Relative risk estimates of prostate cancer for high versus low dietary folate intake (A) and per 100 ug/day increment in folate intake for prostate cancer (B).
All studies were included in the dose–response curve between dietary folate intake and the incidence of prostate cancer. As shown in Figure 3A and illustrated by the P value for nonlinearity (P = 0.012), we found evidence of nonlinear relationships between dietary folate intake and the risk of prostate cancer. Dietary folate intake of more than 300 μg per day appeared to be associated with a non-significant reduction in the risk of prostate cancer.
(Enlarge Image)
Figure 3.
Dose-response relations for dietary folate intake (A) and serum folate levels (B).
Serum Folate Levels and the Risk of Prostate Cancer
A total of 5 prospective nest case control studies reported an association between serum folate levels and the risk of prostate cancer. The pooled analysis results for prostate cancer incidence indicated that the comparison of the high versus low categories of serum folate levels was associated with a harmful effect (RR = 1.21; 95% CI = 1.05–1.39; P = 0.008, with no evidence of heterogeneity [I = 0.0%; P = 0.724]; Figure 4A). The dose–response meta-analysis suggested that a 5 nmol/L increment of serum folate levels was associated with increased risk of prostate cancer (RR = 1.04; 95% CI = 1.00–1.07; P = 0.042, with no evidence of heterogeneity [I = 0.0%; P = 0.418], Figure 4B).
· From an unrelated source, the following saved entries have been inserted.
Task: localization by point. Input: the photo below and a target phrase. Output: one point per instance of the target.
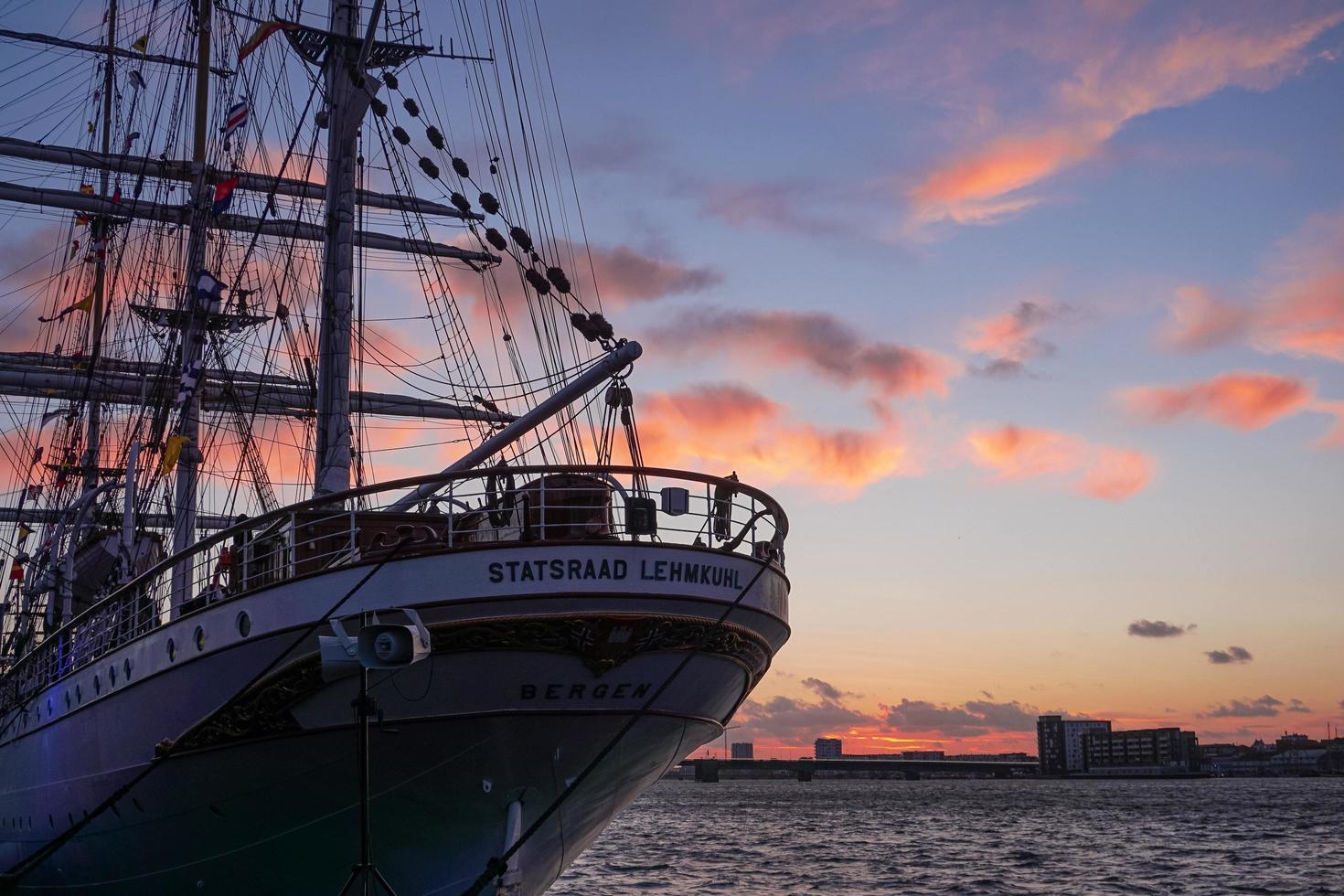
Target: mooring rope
(496, 867)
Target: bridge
(707, 770)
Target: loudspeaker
(392, 646)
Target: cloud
(1304, 308)
(812, 340)
(1157, 629)
(726, 426)
(1120, 77)
(1243, 400)
(1230, 656)
(1199, 321)
(974, 188)
(1097, 470)
(824, 689)
(1117, 475)
(1246, 709)
(1019, 453)
(972, 719)
(798, 720)
(621, 274)
(1011, 338)
(1298, 308)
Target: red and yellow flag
(261, 34)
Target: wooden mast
(101, 235)
(192, 332)
(347, 100)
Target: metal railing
(502, 506)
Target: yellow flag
(172, 450)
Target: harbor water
(1023, 836)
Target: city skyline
(1031, 316)
(1032, 320)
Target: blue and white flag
(208, 292)
(235, 117)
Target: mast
(192, 334)
(93, 432)
(347, 98)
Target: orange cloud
(814, 340)
(972, 188)
(1011, 338)
(1304, 314)
(1301, 306)
(723, 426)
(1243, 400)
(1117, 475)
(1200, 321)
(1110, 85)
(1020, 453)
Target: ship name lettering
(688, 572)
(557, 570)
(555, 690)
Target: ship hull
(526, 684)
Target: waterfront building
(1140, 752)
(1296, 741)
(1060, 741)
(828, 749)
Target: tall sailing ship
(283, 271)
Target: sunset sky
(1029, 314)
(1034, 317)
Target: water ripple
(976, 837)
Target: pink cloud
(1300, 309)
(1243, 400)
(1097, 470)
(1304, 308)
(1113, 80)
(718, 427)
(1012, 337)
(1117, 475)
(1017, 453)
(816, 341)
(1335, 437)
(1200, 321)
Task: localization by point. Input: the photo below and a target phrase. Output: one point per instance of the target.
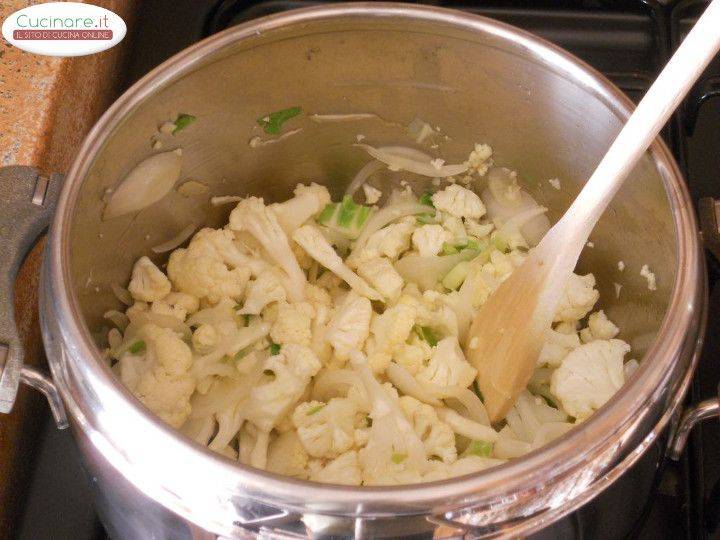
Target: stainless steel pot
(543, 111)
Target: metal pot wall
(544, 112)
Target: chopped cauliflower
(599, 327)
(429, 239)
(344, 470)
(285, 377)
(200, 270)
(263, 290)
(459, 202)
(148, 283)
(390, 241)
(383, 277)
(577, 299)
(372, 195)
(649, 277)
(253, 216)
(349, 325)
(557, 346)
(589, 376)
(447, 366)
(293, 323)
(326, 430)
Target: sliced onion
(191, 188)
(407, 384)
(466, 428)
(383, 217)
(362, 175)
(332, 383)
(118, 318)
(398, 158)
(427, 271)
(323, 118)
(146, 184)
(176, 240)
(122, 294)
(227, 199)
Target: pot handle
(27, 203)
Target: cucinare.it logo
(64, 29)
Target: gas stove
(627, 40)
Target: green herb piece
(137, 347)
(398, 458)
(426, 219)
(314, 410)
(426, 334)
(426, 199)
(363, 214)
(348, 209)
(477, 391)
(182, 121)
(274, 121)
(327, 214)
(479, 448)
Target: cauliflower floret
(287, 456)
(413, 356)
(599, 327)
(200, 270)
(447, 366)
(479, 159)
(349, 325)
(589, 376)
(390, 332)
(177, 305)
(308, 201)
(344, 470)
(253, 216)
(454, 225)
(437, 437)
(383, 277)
(459, 202)
(267, 288)
(429, 239)
(320, 249)
(389, 241)
(148, 283)
(293, 323)
(557, 346)
(477, 229)
(577, 299)
(372, 195)
(286, 375)
(326, 430)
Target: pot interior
(543, 117)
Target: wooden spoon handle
(651, 114)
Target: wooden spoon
(509, 330)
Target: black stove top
(629, 41)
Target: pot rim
(536, 467)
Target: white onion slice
(227, 199)
(324, 118)
(407, 384)
(397, 161)
(146, 184)
(176, 240)
(118, 318)
(122, 294)
(363, 174)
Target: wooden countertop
(47, 105)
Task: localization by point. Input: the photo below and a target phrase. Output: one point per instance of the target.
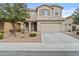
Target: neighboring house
(69, 24)
(44, 18)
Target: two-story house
(45, 18)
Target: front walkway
(50, 42)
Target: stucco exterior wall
(62, 28)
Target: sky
(67, 11)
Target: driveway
(56, 41)
(57, 37)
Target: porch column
(29, 26)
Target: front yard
(21, 38)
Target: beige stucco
(52, 26)
(70, 20)
(57, 22)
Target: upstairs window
(45, 12)
(56, 12)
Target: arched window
(45, 12)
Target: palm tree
(14, 13)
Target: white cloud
(68, 12)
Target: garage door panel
(50, 27)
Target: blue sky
(68, 7)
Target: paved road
(50, 42)
(57, 37)
(39, 53)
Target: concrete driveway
(57, 37)
(56, 41)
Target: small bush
(1, 35)
(33, 34)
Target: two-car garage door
(50, 27)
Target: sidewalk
(39, 46)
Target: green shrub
(33, 34)
(1, 35)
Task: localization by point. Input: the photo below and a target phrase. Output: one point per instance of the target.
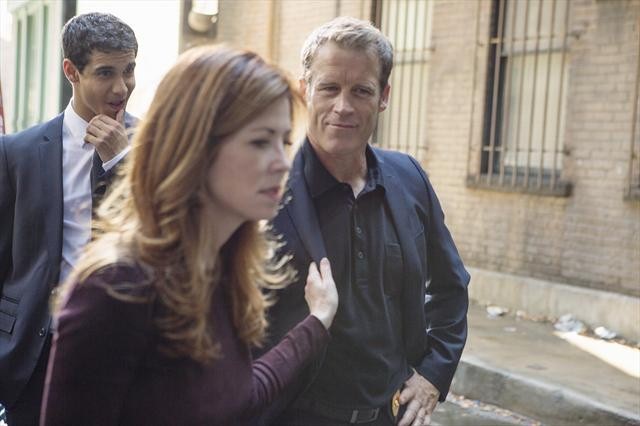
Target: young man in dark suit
(50, 178)
(401, 323)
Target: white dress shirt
(77, 160)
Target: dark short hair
(83, 34)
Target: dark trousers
(299, 417)
(26, 410)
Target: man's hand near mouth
(108, 136)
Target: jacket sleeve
(446, 299)
(281, 365)
(89, 373)
(7, 203)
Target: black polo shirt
(365, 361)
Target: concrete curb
(549, 299)
(550, 404)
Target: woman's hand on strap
(321, 293)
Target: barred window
(522, 147)
(633, 192)
(407, 23)
(36, 29)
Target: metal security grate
(633, 191)
(522, 144)
(407, 23)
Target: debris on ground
(496, 311)
(491, 409)
(604, 333)
(568, 323)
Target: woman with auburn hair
(156, 323)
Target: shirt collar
(320, 180)
(75, 124)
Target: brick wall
(591, 238)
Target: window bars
(407, 23)
(633, 190)
(522, 143)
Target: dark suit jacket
(435, 299)
(31, 210)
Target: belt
(353, 416)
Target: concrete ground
(460, 411)
(556, 378)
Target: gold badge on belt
(395, 404)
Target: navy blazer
(31, 211)
(434, 280)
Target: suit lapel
(299, 207)
(50, 167)
(401, 213)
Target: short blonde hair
(349, 33)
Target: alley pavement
(557, 378)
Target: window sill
(560, 189)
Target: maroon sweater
(105, 369)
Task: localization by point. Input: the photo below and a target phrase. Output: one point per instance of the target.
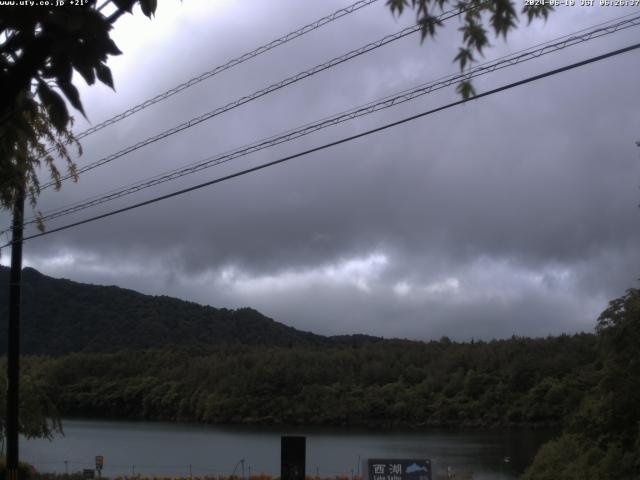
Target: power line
(259, 93)
(387, 102)
(230, 64)
(337, 142)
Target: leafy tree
(602, 439)
(480, 17)
(40, 47)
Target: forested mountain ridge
(61, 316)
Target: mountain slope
(61, 316)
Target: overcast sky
(514, 214)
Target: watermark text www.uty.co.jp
(43, 3)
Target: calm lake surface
(155, 448)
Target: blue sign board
(398, 469)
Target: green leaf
(397, 6)
(148, 7)
(466, 90)
(104, 74)
(125, 5)
(55, 105)
(86, 70)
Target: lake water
(168, 449)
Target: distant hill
(61, 316)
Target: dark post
(13, 352)
(292, 458)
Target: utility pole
(13, 351)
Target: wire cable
(387, 102)
(257, 94)
(230, 64)
(335, 143)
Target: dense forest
(395, 383)
(61, 316)
(587, 385)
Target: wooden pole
(13, 351)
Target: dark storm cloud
(514, 214)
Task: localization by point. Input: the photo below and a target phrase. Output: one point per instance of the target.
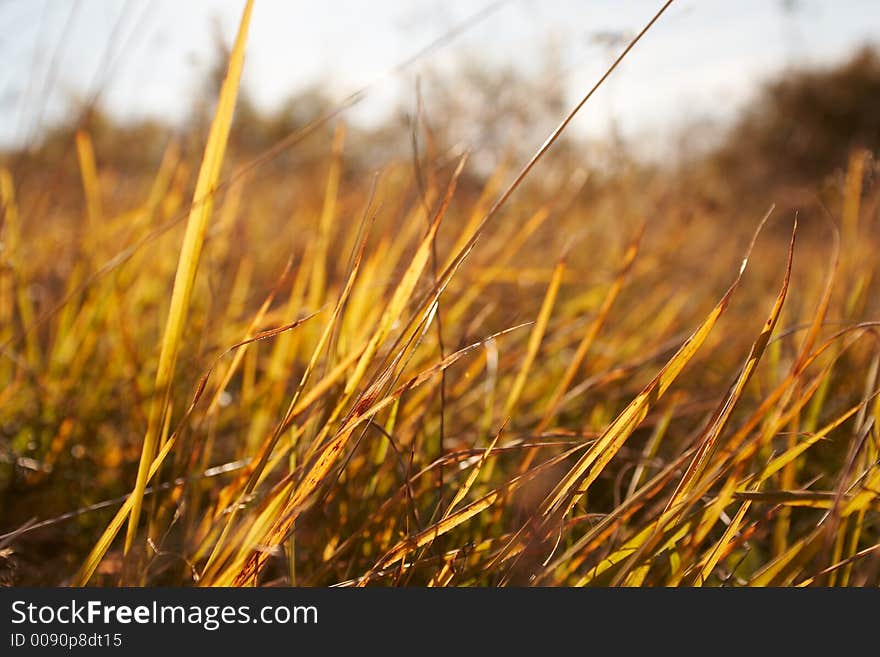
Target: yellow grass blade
(535, 338)
(586, 343)
(91, 186)
(722, 413)
(184, 279)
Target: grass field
(225, 373)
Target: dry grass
(369, 382)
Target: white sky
(703, 59)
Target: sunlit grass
(624, 394)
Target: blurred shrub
(804, 125)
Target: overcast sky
(703, 59)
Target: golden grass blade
(462, 492)
(404, 289)
(586, 343)
(84, 574)
(723, 412)
(184, 279)
(91, 186)
(720, 547)
(535, 338)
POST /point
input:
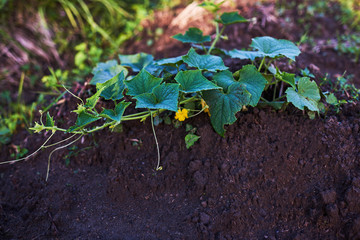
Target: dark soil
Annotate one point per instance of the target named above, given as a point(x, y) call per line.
point(275, 175)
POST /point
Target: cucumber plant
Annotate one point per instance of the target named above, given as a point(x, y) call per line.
point(190, 84)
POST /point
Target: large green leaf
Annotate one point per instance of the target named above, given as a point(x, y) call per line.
point(272, 47)
point(193, 35)
point(113, 89)
point(254, 82)
point(228, 18)
point(204, 62)
point(224, 79)
point(241, 54)
point(164, 96)
point(142, 83)
point(288, 78)
point(193, 81)
point(84, 118)
point(224, 105)
point(307, 95)
point(136, 61)
point(106, 71)
point(117, 113)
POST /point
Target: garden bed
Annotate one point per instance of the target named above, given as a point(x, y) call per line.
point(275, 174)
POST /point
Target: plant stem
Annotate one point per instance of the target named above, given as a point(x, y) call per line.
point(157, 144)
point(261, 64)
point(188, 100)
point(217, 37)
point(204, 49)
point(276, 99)
point(58, 148)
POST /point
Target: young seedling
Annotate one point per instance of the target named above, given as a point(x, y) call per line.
point(188, 85)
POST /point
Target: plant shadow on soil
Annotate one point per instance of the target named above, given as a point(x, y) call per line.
point(275, 175)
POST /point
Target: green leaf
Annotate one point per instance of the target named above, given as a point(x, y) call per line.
point(164, 96)
point(245, 54)
point(254, 83)
point(91, 101)
point(224, 106)
point(142, 83)
point(231, 18)
point(308, 95)
point(193, 81)
point(83, 119)
point(272, 47)
point(49, 120)
point(113, 89)
point(172, 62)
point(106, 71)
point(136, 61)
point(117, 113)
point(190, 139)
point(224, 79)
point(288, 78)
point(193, 35)
point(204, 62)
point(210, 6)
point(275, 104)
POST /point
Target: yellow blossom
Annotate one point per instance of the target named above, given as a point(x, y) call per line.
point(181, 115)
point(203, 105)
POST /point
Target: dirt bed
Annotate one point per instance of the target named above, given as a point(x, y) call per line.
point(275, 175)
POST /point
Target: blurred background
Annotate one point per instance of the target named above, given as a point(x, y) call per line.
point(47, 43)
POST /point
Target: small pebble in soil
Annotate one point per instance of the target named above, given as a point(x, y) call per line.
point(204, 218)
point(328, 196)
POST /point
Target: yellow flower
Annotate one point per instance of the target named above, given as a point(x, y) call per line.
point(181, 115)
point(203, 105)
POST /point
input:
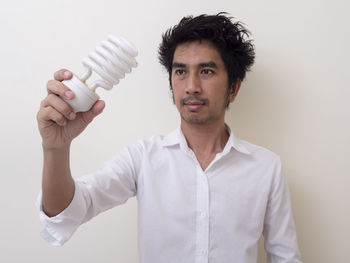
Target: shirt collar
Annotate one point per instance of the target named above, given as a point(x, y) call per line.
point(177, 137)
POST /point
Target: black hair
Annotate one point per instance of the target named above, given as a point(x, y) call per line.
point(230, 39)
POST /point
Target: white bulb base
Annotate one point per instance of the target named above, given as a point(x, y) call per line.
point(84, 97)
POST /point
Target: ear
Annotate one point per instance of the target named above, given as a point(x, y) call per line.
point(234, 89)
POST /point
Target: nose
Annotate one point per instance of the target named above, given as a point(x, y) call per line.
point(193, 84)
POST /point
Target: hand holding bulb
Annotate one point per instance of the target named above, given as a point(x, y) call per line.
point(111, 60)
point(71, 103)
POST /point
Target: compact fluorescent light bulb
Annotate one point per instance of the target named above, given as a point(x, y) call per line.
point(111, 60)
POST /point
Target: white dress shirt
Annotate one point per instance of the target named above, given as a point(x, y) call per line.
point(186, 214)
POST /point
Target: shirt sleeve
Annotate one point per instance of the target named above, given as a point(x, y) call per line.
point(279, 231)
point(94, 193)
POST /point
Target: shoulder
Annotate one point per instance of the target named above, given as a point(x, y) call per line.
point(259, 153)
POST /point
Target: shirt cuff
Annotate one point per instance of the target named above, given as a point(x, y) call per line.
point(58, 229)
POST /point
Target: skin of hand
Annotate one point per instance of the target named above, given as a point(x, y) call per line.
point(58, 123)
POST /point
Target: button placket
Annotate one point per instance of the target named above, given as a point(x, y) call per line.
point(202, 220)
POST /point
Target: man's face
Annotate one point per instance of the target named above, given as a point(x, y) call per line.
point(200, 83)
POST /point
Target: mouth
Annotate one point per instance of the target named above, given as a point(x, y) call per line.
point(193, 104)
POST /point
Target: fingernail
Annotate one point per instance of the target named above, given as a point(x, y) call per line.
point(66, 74)
point(68, 94)
point(72, 116)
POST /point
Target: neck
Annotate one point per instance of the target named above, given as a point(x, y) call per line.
point(205, 139)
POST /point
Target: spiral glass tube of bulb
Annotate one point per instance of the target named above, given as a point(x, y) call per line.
point(111, 61)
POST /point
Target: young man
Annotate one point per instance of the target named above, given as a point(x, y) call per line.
point(203, 194)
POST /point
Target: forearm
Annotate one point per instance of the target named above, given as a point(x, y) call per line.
point(57, 183)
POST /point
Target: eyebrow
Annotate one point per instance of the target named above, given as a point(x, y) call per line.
point(209, 64)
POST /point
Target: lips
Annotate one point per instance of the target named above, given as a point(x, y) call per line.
point(194, 102)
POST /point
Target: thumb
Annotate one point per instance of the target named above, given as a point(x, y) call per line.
point(96, 109)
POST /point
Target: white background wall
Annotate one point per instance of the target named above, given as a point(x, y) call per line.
point(294, 102)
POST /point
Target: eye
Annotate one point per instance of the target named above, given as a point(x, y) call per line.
point(180, 72)
point(207, 71)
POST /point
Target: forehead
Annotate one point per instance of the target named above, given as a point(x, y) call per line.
point(195, 52)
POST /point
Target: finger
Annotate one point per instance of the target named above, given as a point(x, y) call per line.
point(58, 88)
point(59, 105)
point(96, 109)
point(50, 114)
point(62, 74)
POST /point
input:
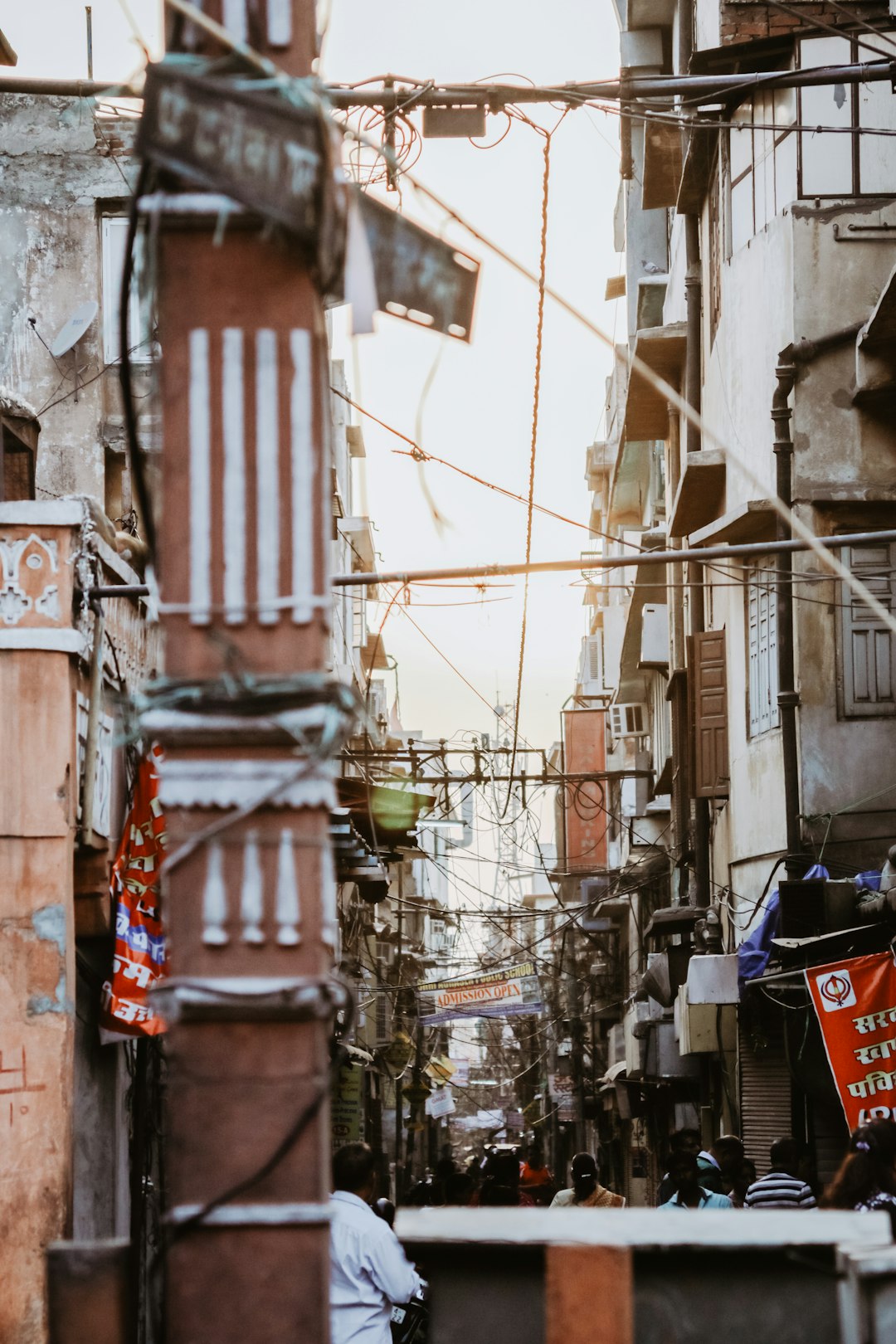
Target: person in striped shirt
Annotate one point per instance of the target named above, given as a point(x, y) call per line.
point(782, 1187)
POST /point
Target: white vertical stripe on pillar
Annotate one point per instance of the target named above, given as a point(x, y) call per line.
point(280, 23)
point(234, 476)
point(236, 22)
point(303, 470)
point(268, 483)
point(215, 898)
point(286, 902)
point(199, 479)
point(251, 899)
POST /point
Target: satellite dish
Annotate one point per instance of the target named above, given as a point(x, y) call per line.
point(74, 329)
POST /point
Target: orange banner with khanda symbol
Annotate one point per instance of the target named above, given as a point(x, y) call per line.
point(856, 1007)
point(140, 956)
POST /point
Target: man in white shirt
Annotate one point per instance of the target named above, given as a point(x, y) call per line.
point(368, 1269)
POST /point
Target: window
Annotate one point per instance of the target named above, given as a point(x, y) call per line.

Furthermore, as shown by the P value of nonlinearity (P = 0.111), there was no evidence of a potential non-linear relationship (Figure 3B).
(Enlarge Image)
Figure 4.
Relative risk estimates of prostate cancer for high versus low serum folate levels (A) and per 5 nmol/L increment in serum folate levels for prostate cancer (B).
Subgroup Analysis
Heterogeneity testing for the analysis identified a P value >0.10 for prostate cancer incidence. We concluded that heterogeneity is not significant in the overall analysis, suggesting that most variation was attributable to chance alone. Subgroup analyses were conducted to evaluate the effect of folate on prostate cancer risk in a specific population. Overall, we noted that a 5 nmol/L increment of serum folate levels was associated with the increased risk of prostate cancer if the duration of the follow-up less than 15 years. No other significant differences in effects were detected between dietary folate intake or serum folate levels and the risk of prostate cancer (Table 2).
Publication Bias
A review of funnel plots could not eliminate the potential for publication bias for prostate cancer (Figure 5). The Egger and Begg test results disclosed no evidence of publication bias for prostate cancer (Egger: P = 0.694 for dietary folate intake and P = 0.181 for serum folate levels; Begg: P = 0.806 for dietary folate intake and P = 1.000 for serum folate levels; Figure 5).
(Enlarge Image)
Figure 5.
Funnel plot for per 100 ug/day increment in dietary folate intake (A) and per 5 nmol/L increment in serum folate levels for prostate cancer (B).